Paul Manafort pleads guilty, cooperates with special counsel


By Eric Tucker, Chad Day and Michael Balsamo

WASHINGTON (AP) — Former Trump campaign chairman Paul Manafort pleaded guilty Friday to two federal crimes after cutting a deal with prosecutors and agreeing to cooperate with the special counsel’s Russia probe.

The move allows him to avoid a second criminal trial and ends Manafort’s more than yearlong fight against investigators in the Russia investigation.

Manafort was convicted last month of eight financial crimes in a separate trial in Virginia and faces 7 to 10 years in prison in that case.

On Friday, prosecutor Andrew Weissman said in court that Manafort had struck a “cooperation agreement” and would plead guilty to charges related to his Ukrainian political consulting work.

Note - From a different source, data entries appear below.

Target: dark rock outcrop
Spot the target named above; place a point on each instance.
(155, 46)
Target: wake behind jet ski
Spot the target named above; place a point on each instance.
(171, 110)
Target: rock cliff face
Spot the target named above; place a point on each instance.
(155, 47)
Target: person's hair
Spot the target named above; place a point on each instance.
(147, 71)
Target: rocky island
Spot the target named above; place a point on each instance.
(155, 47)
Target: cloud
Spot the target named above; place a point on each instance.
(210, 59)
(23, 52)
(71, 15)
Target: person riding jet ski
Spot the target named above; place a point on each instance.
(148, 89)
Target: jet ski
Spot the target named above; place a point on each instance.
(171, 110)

“He wanted to make sure that his family was able to remain safe and live a good life. He’s accepted responsibility. This is for conduct that dates back many years and everybody should remember that,” Manafort’s attorney, Kevin Downing, said.

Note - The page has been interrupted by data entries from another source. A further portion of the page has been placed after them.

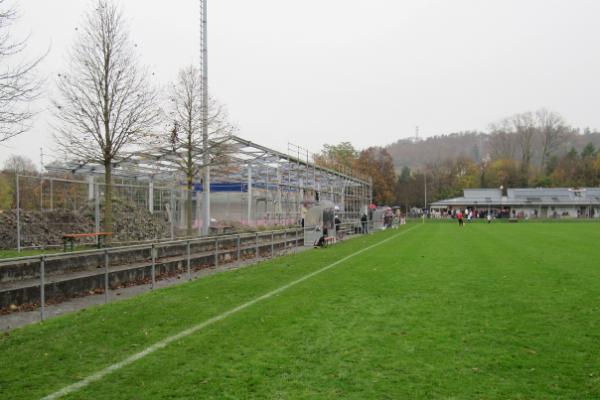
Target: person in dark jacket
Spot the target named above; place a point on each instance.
(364, 222)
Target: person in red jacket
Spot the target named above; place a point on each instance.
(459, 217)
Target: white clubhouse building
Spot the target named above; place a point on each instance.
(525, 203)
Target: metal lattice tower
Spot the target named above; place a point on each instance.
(206, 155)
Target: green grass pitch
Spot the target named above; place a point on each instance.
(500, 311)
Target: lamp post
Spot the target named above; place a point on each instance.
(425, 193)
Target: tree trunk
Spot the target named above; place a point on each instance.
(188, 207)
(108, 217)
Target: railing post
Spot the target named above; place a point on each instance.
(256, 247)
(189, 261)
(216, 252)
(106, 261)
(153, 250)
(42, 287)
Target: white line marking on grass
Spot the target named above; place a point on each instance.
(163, 343)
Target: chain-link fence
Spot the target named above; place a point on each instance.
(43, 209)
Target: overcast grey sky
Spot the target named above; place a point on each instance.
(324, 71)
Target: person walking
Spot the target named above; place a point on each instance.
(365, 223)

The charges do not relate to Russian interference in the 2016 presidential election, which is the central issue in the special counsel’s investigation into possible contacts between Trump’s campaign and Russia.

Still, Friday’s move gives Mueller another successful conviction while allowing Manafort to avoid facing another costly public trial that this time focused on allegations that he acted as an unregistered foreign agent for Ukrainian interests.